No employees connected with the mill proper were assigned to work on this conveyer, to attend to it, or to assist in the unloading and placing of logs upon it; this work being done wholly by those hauling the logs. The only testimony in regard to the connection between the defendant company and the negroes engaged in unloading the log which struck plaintiff is that they were employed by Mr. Hammons, who had contracted to haul logs belonging to defendant company. There is no evidence as to what the arrangement was between the defendant company and Hammons covering the hauling.

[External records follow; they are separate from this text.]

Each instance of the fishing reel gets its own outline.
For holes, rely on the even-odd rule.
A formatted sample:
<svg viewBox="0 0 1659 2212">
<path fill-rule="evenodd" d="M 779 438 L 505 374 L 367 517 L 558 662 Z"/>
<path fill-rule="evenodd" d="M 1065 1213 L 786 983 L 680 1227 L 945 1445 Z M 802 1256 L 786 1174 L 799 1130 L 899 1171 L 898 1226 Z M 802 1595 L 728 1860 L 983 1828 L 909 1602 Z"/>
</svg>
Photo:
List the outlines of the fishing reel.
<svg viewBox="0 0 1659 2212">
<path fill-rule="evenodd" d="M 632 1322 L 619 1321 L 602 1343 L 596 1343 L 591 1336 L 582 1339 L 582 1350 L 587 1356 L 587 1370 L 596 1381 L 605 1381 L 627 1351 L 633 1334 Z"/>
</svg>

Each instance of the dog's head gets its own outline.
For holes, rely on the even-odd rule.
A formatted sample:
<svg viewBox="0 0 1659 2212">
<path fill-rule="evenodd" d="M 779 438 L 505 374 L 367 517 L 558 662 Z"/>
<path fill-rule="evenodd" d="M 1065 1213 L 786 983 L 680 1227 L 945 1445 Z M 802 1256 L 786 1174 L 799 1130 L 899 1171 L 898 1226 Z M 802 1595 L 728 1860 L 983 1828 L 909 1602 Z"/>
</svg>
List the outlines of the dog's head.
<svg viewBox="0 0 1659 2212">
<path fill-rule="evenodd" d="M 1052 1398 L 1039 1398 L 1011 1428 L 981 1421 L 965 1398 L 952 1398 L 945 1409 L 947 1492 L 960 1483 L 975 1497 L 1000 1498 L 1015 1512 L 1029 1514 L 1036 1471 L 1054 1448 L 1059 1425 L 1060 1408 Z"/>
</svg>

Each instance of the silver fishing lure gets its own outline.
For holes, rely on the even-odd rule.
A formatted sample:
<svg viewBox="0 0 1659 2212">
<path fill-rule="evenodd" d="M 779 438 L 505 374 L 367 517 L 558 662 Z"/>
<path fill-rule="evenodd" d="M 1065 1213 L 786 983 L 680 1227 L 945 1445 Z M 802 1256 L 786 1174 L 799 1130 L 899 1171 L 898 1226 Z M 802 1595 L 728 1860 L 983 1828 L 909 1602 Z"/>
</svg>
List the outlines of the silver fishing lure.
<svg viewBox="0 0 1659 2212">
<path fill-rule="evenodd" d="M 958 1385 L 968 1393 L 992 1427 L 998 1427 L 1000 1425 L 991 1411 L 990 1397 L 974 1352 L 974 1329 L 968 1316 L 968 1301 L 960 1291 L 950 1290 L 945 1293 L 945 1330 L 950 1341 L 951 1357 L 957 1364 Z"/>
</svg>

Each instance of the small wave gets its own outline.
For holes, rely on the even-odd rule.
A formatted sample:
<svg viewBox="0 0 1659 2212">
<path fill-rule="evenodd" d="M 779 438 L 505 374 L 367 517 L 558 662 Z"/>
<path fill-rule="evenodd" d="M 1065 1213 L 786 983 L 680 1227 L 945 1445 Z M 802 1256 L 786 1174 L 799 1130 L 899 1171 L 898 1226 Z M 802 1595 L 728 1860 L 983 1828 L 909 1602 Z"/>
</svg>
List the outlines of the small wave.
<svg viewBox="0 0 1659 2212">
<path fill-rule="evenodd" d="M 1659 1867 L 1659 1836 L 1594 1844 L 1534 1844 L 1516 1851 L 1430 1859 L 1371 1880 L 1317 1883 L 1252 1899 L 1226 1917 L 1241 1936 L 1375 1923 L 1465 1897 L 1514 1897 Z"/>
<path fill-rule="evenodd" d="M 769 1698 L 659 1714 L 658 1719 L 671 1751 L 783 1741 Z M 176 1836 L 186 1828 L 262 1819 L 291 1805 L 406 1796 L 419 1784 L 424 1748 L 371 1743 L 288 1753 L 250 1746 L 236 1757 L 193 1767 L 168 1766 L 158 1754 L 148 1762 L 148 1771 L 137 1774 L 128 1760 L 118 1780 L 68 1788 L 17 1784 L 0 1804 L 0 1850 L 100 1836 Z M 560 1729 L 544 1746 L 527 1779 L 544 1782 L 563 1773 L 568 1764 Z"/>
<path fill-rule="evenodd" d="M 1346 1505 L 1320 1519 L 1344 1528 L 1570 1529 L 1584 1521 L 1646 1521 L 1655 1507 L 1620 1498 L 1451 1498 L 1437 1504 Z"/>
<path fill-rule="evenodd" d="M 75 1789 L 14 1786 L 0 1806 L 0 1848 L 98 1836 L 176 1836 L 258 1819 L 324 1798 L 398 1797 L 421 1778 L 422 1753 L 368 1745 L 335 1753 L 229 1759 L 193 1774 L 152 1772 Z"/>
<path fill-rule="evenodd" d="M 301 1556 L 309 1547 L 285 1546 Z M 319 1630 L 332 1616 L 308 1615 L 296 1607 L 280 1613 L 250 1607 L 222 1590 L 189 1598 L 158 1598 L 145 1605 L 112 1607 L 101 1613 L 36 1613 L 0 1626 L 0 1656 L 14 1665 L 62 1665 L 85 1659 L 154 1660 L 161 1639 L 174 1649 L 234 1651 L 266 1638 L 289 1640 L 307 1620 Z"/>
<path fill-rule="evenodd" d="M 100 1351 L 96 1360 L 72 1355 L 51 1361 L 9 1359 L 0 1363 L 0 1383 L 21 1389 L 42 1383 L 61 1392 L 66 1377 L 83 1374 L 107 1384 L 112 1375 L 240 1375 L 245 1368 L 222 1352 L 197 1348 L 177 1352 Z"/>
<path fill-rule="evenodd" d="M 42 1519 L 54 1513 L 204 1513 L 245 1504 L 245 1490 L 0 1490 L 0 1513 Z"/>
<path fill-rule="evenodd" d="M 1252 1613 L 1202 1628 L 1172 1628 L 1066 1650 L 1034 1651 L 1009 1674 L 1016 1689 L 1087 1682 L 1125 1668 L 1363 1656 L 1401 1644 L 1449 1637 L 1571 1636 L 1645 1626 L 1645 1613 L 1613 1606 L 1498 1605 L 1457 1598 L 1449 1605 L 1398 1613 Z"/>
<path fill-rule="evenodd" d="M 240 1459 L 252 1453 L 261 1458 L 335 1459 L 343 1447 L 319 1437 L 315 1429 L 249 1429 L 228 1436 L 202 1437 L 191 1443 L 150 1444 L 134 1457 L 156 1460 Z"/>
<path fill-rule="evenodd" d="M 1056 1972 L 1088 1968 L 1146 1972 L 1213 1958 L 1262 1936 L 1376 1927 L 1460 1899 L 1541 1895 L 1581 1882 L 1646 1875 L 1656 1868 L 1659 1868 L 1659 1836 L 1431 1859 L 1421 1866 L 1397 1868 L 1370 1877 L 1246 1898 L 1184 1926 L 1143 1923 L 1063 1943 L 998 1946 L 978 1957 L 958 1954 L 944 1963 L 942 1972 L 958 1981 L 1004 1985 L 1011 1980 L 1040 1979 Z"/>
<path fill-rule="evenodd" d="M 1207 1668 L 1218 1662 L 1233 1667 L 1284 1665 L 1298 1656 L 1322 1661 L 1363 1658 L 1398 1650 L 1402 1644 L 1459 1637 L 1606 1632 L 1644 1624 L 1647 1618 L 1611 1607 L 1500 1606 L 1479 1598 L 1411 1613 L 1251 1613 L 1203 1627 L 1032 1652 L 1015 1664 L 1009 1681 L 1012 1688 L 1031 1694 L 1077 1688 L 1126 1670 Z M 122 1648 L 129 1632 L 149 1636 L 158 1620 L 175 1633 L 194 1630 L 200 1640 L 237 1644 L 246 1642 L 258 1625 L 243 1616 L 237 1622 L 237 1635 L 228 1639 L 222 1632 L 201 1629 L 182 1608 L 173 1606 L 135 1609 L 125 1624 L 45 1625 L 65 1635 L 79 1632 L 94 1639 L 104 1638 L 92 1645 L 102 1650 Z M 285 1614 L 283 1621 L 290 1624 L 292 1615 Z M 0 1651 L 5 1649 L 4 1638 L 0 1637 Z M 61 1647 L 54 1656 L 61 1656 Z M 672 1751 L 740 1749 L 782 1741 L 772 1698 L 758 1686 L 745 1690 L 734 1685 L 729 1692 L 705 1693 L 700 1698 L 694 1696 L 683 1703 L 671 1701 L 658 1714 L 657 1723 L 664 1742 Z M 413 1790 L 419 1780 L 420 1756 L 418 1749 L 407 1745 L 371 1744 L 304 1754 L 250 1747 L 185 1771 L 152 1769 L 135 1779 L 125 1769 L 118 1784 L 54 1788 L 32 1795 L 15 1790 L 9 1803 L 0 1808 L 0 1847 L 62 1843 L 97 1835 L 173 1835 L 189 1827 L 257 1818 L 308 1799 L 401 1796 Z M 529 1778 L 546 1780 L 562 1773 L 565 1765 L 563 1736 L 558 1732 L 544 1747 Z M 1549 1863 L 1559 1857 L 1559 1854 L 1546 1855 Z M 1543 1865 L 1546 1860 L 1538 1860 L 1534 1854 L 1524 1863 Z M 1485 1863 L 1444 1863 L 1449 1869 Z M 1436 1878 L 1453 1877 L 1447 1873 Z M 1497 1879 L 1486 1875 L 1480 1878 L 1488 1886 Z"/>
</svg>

Defendant denied any act of negligence or that any of its employees were responsible for the misplacement of the log, and, in the alternative, pleaded the contributory negligence of plaintiff in not keeping a proper lookout for logs which had gotten crosswise on the conveyer; that plaintiff knew, or should have known, the danger from this source. The testimony in the case clearly shows that plaintiff had been hauling logs to this conveyer for a long period of time; that to his knowledge logs frequently got misplaced upon the conveyer, sometimes necessitating shutting down its operation. It also clearly shows that, while engaged in kicking at the stranded log, he maintained no lookout whatever for danger from the moving logs. *866
The lower court found in a written opinion that plaintiff had failed to prove any negligence on the part of defendant or its employees. That plaintiff was himself negligent in not keeping a proper lookout for a danger well known to him after placing himself in a perilous position, and that the possible damage to a truck fender and battery did not justify plaintiff in taking the risk entailed in mounting the conveyer. He accordingly rejected plaintiff's demands. Plaintiff is appealing from this judgment.
We think that plaintiff was clearly guilty of contributory negligence, as pleaded, in placing himself astraddle these moving logs, well knowing from long experience the danger from logs that frequently got crosswise, without keeping any lookout whatever for this known danger. This negligence on the part of plaintiff being sufficient to defeat his recovery, it is not necessary to pass upon the other defenses urged by defendant.
For the reasons assigned, the judgment appealed from is affirmed.